Acompanho os mediadores e leitores nas atividades externas. Faz o maior sucesso o Ocupa Literatura. Espaços públicos são literalmente ocupados com atividades literárias, a alegria da comunidade. A equipe da Rede planeja com maior cuidado e dedicação os momentos. E participamos da Bienal do Livro, que sempre deixa marcas. Em 2017 estava lá aplaudindo os leitores da Rede que lançaram o livro Contos da Baixada Fluminense, por meio de parceria entre a Rede Baixada Literária e a Editora Ottonelli & Santiago. Viva!
Empolguei-me…
Hoje, Nova Iguaçu tem um Plano de Livro, Leitura, Literatura e Bibliotecas aprovado e com atividades sendo desenvolvidas. Trabalho em Rede que merece congratulações.
Muito orgulho! Sério.
– Tia, sabe onde tem o livro da Baixada Literária?

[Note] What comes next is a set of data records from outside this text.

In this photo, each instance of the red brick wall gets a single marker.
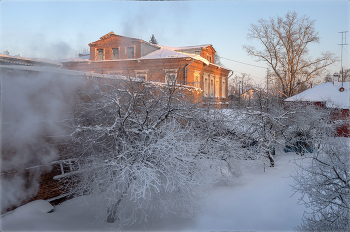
(155, 69)
(115, 41)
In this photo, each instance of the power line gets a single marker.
(243, 62)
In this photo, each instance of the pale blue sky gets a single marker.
(60, 29)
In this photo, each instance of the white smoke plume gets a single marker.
(33, 107)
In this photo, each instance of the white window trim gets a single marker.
(139, 73)
(223, 87)
(170, 71)
(212, 87)
(126, 51)
(217, 86)
(197, 81)
(70, 164)
(114, 72)
(96, 52)
(206, 84)
(118, 54)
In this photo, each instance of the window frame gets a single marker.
(113, 58)
(206, 84)
(211, 86)
(97, 54)
(217, 86)
(140, 73)
(223, 87)
(169, 72)
(126, 52)
(197, 79)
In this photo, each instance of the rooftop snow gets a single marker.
(326, 92)
(170, 52)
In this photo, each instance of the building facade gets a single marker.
(192, 65)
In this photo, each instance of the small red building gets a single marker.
(126, 56)
(333, 95)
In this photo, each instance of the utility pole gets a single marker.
(343, 37)
(267, 89)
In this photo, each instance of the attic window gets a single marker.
(115, 55)
(100, 54)
(170, 76)
(142, 74)
(130, 53)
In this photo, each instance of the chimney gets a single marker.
(335, 78)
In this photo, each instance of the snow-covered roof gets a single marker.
(199, 47)
(174, 52)
(29, 61)
(326, 92)
(76, 59)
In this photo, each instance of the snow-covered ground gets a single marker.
(260, 201)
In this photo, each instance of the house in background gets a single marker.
(333, 95)
(120, 55)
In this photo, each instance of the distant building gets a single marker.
(333, 95)
(192, 65)
(17, 60)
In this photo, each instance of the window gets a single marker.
(142, 74)
(223, 86)
(100, 55)
(66, 167)
(130, 53)
(206, 84)
(114, 72)
(170, 76)
(197, 80)
(211, 85)
(217, 87)
(115, 55)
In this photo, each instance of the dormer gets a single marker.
(206, 51)
(116, 47)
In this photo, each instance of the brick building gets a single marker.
(193, 65)
(332, 95)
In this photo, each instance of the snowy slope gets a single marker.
(326, 92)
(260, 201)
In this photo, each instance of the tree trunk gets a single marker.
(272, 161)
(112, 212)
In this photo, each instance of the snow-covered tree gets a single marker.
(325, 186)
(153, 40)
(145, 147)
(285, 49)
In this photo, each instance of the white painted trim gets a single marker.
(126, 51)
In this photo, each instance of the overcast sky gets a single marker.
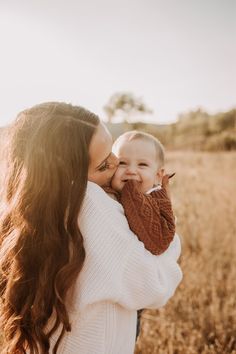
(175, 54)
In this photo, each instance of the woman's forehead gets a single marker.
(100, 146)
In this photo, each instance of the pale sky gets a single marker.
(177, 55)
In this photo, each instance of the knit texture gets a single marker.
(119, 277)
(150, 216)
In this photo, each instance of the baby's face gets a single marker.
(137, 161)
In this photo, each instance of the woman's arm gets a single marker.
(117, 266)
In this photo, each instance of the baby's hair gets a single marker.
(139, 135)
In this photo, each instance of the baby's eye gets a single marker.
(143, 164)
(104, 166)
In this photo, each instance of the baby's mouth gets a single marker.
(130, 179)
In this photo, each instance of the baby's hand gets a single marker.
(165, 182)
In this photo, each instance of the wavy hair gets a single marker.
(41, 246)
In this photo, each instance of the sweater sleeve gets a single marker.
(117, 266)
(150, 217)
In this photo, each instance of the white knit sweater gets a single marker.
(119, 277)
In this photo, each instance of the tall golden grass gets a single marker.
(201, 316)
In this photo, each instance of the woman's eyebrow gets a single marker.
(103, 161)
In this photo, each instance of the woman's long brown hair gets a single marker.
(41, 247)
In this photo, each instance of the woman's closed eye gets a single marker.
(143, 164)
(122, 163)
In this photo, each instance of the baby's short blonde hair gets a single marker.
(135, 135)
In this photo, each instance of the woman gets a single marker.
(72, 273)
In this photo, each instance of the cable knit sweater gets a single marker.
(119, 277)
(150, 216)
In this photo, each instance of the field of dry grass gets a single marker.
(201, 317)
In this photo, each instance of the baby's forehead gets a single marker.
(123, 142)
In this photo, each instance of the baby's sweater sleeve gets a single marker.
(117, 266)
(150, 216)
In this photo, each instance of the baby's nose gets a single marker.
(113, 161)
(131, 170)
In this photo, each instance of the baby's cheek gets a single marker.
(116, 179)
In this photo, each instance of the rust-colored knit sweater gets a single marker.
(150, 216)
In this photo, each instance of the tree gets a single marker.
(126, 105)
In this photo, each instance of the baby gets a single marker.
(141, 186)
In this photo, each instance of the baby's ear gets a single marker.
(159, 175)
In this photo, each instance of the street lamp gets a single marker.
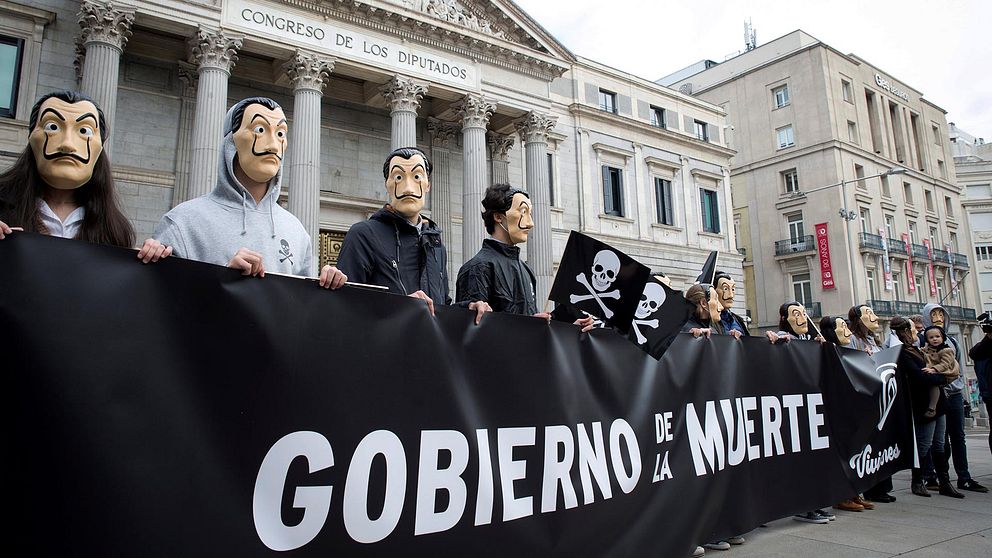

Opa! Leitor chegando. Acho que contei bem a história da biblioteca e minha relação com ela. Cresci bastante desde 2010. Não em tamanho, mas em sabedoria. Pessoas passaram e ficaram, mesmo já tendo partido. Novas aqui chegam e se deixam estar. Vim da esperança e continuo porque nunca deixei de recebê-las. A esperança alimenta os sonhos e nos faz agir e não desistir. Há muitas dificuldades na comunidade, e a biblioteca tem papel fundamental. Afinal, o lugar é de todos e para todos. Aqui há um ambiente que enriquece pessoas por meio dos livros, da recepção dos mediadores e das atividades.
Espero ficar aqui por muitos e muitos anos para contar mais histórias sobre a Biblioteca Comunitária Paulo Freire.
– Sei sim. Vou te mostrar. Peraí… Aquele livro caiu sozinho?
– Deve ser o fantasma, tia. O que ajuda a cuidar da biblioteca…
Que legal me enxergar assim! Tirando a parte do fantasma…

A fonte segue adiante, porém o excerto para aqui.